Kelucuan Husin bukan kali ini saja. Dalam Pekan Kebudayaan Aceh (PKA) V lalu dia sempat melucu dengan membuka baju di hadapan orang banyak. Namun, pernyataan kali ini lebih konyol tinimbang insiden PKA itu, yang membuat orang semakin tak kuat menahan tawa. Apakah ini bagian dari trik mencari sensasi publik? Jika tujuannya sekadar popularitas, barangkali pemeo Arab yang menyebutkan “Bawl `ala zamzam, fatu’raf” lebih cocok dipedomaninya. Kami khawatir, suatu saat ia bakal mengeluarkan statemen baru yang lebih lawak.
Melihat pola pikir Husin, kami yakin masyarakat awam pun akan terkejut. Kami tidak tahu apakah Husin sudah menimbang sebelum ia mengeluarkan pernyataan tersebut, sebab secara medis saja, jenggot sangat bermanfaat. Dalam ilmu kesehatan disebutkan bahwa jenggot terbukti sebagai pelindung amandel dari strok matahari. Mencukurnya, bisa membahayakan kulit.

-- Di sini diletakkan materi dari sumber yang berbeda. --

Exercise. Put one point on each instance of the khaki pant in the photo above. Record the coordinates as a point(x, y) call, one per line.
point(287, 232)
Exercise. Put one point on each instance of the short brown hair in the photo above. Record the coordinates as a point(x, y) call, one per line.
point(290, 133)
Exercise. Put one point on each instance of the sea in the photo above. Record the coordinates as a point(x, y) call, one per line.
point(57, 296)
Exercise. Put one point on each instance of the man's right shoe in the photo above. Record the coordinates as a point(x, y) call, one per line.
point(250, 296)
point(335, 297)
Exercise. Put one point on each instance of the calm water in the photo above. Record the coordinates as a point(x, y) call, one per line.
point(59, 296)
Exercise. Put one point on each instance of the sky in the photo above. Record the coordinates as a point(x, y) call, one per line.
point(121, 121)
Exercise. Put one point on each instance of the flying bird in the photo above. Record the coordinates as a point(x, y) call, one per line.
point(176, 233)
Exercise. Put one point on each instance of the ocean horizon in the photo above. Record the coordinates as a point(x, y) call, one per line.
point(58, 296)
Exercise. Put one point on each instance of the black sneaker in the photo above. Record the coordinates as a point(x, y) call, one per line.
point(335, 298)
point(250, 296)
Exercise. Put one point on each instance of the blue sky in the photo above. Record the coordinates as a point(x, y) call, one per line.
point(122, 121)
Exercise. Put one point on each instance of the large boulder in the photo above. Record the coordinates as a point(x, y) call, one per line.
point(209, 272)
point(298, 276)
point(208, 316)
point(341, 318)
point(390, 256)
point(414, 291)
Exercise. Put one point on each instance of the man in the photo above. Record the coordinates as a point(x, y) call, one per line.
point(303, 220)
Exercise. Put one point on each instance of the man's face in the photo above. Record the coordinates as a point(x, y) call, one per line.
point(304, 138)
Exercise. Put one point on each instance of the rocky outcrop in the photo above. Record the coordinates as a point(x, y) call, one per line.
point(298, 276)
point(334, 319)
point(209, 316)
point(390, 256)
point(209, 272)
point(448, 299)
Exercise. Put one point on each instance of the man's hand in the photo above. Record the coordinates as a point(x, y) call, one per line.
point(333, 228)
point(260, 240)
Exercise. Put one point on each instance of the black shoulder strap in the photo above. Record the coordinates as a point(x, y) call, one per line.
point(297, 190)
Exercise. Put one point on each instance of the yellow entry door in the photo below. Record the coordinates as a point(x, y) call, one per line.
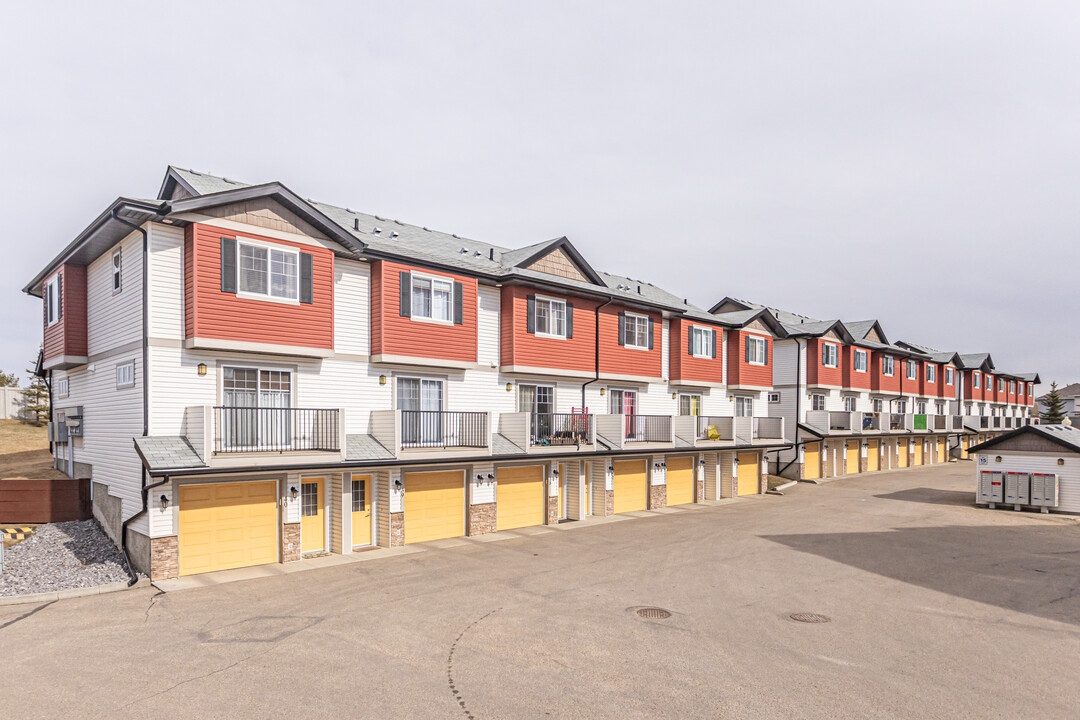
point(361, 510)
point(811, 461)
point(679, 480)
point(851, 462)
point(631, 486)
point(226, 526)
point(312, 515)
point(520, 498)
point(434, 505)
point(872, 456)
point(747, 474)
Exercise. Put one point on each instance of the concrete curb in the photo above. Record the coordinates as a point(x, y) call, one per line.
point(73, 593)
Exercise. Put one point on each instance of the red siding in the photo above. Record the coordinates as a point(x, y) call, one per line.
point(683, 366)
point(851, 378)
point(68, 335)
point(882, 382)
point(393, 335)
point(617, 360)
point(741, 372)
point(818, 374)
point(525, 349)
point(220, 315)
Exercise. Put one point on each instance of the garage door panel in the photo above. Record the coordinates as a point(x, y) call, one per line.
point(679, 480)
point(520, 498)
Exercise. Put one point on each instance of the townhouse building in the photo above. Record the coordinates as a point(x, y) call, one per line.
point(250, 377)
point(859, 403)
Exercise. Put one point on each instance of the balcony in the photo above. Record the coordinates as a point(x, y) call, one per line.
point(277, 430)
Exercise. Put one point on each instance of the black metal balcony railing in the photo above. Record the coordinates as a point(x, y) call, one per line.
point(444, 429)
point(648, 429)
point(275, 430)
point(550, 429)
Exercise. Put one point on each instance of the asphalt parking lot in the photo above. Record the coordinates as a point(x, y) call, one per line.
point(935, 608)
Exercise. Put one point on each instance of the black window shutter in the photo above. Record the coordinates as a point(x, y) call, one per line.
point(306, 291)
point(459, 300)
point(228, 265)
point(406, 295)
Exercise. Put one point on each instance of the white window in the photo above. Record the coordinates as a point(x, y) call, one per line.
point(860, 361)
point(432, 298)
point(829, 354)
point(756, 350)
point(551, 317)
point(125, 375)
point(116, 270)
point(636, 328)
point(53, 300)
point(702, 342)
point(689, 404)
point(270, 272)
point(888, 365)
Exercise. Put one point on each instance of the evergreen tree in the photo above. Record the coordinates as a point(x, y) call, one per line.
point(1055, 407)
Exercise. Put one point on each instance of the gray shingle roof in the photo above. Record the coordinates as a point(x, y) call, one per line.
point(167, 452)
point(365, 447)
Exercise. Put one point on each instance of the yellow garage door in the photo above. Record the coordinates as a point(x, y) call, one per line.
point(631, 486)
point(520, 498)
point(851, 463)
point(434, 505)
point(811, 461)
point(679, 480)
point(227, 525)
point(747, 474)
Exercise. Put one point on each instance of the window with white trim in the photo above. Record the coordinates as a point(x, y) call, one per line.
point(829, 354)
point(689, 404)
point(636, 331)
point(550, 317)
point(702, 341)
point(125, 375)
point(271, 272)
point(859, 360)
point(888, 365)
point(117, 262)
point(756, 350)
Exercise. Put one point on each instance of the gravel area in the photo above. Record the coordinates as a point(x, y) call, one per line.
point(62, 556)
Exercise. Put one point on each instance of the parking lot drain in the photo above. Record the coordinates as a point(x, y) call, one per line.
point(809, 617)
point(652, 613)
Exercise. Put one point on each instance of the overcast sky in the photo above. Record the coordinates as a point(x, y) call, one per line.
point(918, 164)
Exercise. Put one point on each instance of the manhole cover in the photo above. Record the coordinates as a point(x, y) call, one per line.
point(652, 613)
point(809, 617)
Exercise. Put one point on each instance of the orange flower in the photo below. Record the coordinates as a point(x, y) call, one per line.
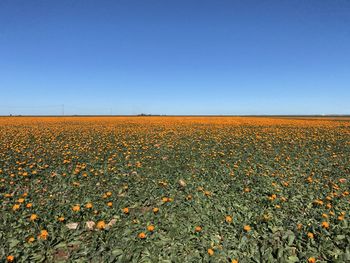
point(43, 234)
point(325, 224)
point(101, 225)
point(198, 229)
point(150, 228)
point(142, 235)
point(247, 228)
point(76, 208)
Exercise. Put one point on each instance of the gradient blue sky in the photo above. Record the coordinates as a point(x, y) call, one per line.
point(175, 57)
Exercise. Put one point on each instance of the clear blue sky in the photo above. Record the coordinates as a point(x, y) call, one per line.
point(175, 57)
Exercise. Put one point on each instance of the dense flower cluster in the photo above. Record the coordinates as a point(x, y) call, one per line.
point(187, 189)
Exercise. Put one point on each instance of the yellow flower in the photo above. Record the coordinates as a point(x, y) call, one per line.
point(101, 225)
point(142, 235)
point(43, 234)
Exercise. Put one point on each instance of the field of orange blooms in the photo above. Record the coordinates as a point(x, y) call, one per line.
point(174, 189)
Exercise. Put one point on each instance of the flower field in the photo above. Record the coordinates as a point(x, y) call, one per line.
point(174, 189)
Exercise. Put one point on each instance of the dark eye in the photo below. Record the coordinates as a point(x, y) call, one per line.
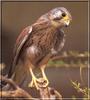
point(63, 14)
point(57, 18)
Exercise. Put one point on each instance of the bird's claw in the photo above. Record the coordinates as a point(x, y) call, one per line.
point(38, 83)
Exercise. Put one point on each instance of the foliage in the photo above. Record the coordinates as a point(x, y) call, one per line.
point(70, 59)
point(84, 90)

Sebagai pengetahuan bagi Husin yang lulusan salah satu perguruan tinggi di Banda Aceh, berikut kami sebutkan beberapa pernyataan ulama besar terkait jenggot yang tumbuh secara fitrah di dagu sebagian lelaki. (1) Sebagian ulama menyatakan makruh memotong jenggot, sebagian lagi membolehkan (lihat: Ibn ‘Abd al-Barr, al-Tamhîd, juz 24, hlm. 145); (2) Hukum mencukur, memotong, dan membakar jenggot adalah makruh. Sedangkan memangkas kelebihan dan merapikannya adalah perbuatan yang baik, dan membiarkannya panjang (tidak rapi) selama satu bulan adalah makruh, seperti makruhnya memotong dan mengguntingnya (Imam An-Nawawi, Syarah Shahih Muslim, juz 3, hlm. 151). (3) Malah, ulama sekaliber Bin Baz (Abdul Aziz ibn Abdillah ibn Baz) mengharamkan mencukur jenggot (lihat Maktabah Syamilah).
Terakhir, kami hanya dapat menyampaikan duka cita atas kebijakan Husin, sebagai bupati yang dipilih langsung oleh rakyat. Ternyata, daripada memikirkan pembangunan Aceh Selatan yang tidak maju-maju itu, malah dia lebih suka membicarakan soal yang tak patut sekali jadi pembicaraan. Semoga nanti ada statemen dari sang bupati yang lebih lawak, semisal dilarang menggunakan boh musabah karena itu tradisi Arab, atau semua yang jantan, termasuk kambing, dilarang berjenggot. That lawak, Han ék takhém (Lucu Sekali, Sampai Tak Sanggup Tertawa).